One of my favorite shows was them doing a live score to "Space is the Place" during a Winter Jazz Fest. It was a lot of fun, looks like someone took some video of the beginning of it [1]. They used to play somewhat regularly in summers at a dive bar/venue near me in Brooklyn, which always felt ridiculous that such an important group was playing where countless crappy bands also played, but was sort of perfect.
Here's my fun personal story about the Sun Ra Arkestra:
I grew up as a music-mad kid in the Philly metro region, and a friend of mine and a fellow music fan somehow got the phone number for the Arkestra group home where Sun Ra and a bunch of the band members lived. It was in my wallet for a few months and I told myself the next time I hit the city, I'd call the number and ask to speak to Sun Ra while it was a local call.
So one night I call the number and this gruff voice says "Hello?" and I say, "Hello, I'd like to speak to Sun Ra" and this voice that I immediately recognized as that of John Gilmore, the sax player, yells at me "Go to bed, white boy!" and hangs up on me. Me and my friend, who was on an extension, burst out laughing...
The sort of intellectual curiosity and enrichment the Arkestra and Sun Ra's compositions foster and inspire is, I would argue, exactly the sort of thing that belongs on HN in droves.
For all the words portraying Sun Ra’s visionary attitude, that might be something others have projected onto him, for his real views and self-importance were the opposite of some of the suggestions written here.
For example, he objected to the late, great, Carla Bley, being in the Guild because she was a woman!

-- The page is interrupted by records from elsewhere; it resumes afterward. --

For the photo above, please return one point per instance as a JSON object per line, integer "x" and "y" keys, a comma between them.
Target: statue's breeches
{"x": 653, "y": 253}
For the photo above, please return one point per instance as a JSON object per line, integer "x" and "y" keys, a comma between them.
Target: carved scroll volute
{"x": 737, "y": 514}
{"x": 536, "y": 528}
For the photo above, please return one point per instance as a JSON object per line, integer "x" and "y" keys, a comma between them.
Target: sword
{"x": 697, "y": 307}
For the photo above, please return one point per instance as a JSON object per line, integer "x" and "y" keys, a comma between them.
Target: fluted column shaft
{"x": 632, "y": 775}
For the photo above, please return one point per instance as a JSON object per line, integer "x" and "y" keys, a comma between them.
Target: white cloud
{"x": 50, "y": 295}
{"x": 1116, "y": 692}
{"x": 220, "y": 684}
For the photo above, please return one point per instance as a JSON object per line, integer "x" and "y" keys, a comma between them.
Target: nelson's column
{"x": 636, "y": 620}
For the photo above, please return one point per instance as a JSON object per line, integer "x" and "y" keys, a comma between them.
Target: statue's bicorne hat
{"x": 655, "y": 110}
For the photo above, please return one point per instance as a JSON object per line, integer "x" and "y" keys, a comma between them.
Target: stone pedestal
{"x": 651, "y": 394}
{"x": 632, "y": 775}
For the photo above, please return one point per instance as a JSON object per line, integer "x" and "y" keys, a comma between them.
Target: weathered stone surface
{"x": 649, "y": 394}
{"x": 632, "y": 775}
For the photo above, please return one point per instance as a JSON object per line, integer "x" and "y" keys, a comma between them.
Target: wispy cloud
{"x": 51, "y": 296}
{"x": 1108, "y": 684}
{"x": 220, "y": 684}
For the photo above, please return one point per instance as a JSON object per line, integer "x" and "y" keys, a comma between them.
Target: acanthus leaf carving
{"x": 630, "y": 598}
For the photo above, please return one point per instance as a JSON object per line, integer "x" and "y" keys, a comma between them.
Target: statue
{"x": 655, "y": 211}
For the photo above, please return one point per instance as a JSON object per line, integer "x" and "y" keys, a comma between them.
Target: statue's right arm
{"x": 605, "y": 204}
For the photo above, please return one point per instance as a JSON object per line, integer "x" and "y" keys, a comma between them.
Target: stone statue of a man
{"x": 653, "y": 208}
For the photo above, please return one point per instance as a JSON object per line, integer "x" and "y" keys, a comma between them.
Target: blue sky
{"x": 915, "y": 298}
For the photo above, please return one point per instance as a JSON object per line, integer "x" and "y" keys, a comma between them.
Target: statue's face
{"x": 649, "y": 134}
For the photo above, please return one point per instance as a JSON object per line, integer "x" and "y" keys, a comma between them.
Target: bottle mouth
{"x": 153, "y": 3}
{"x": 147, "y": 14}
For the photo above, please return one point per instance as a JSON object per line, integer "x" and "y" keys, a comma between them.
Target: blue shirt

“In one meeting, Sun Ra said aloud to all the members of the group that I would sink the ship because that’s what women do. I was furious. I got up and said, ‘You son of a…’ I really yelled at him.”
I mean, he evoked sailor superstition to claim women were bad luck on a ship. Talk about old-fashioned.
As far out as the music was, everything about him was fabricated, but music and mystique aside, it’s still disappointing to again see an African-American man contributing to the marginalization of women, a long tradition that ought to be understood just as well as the contribution to culture.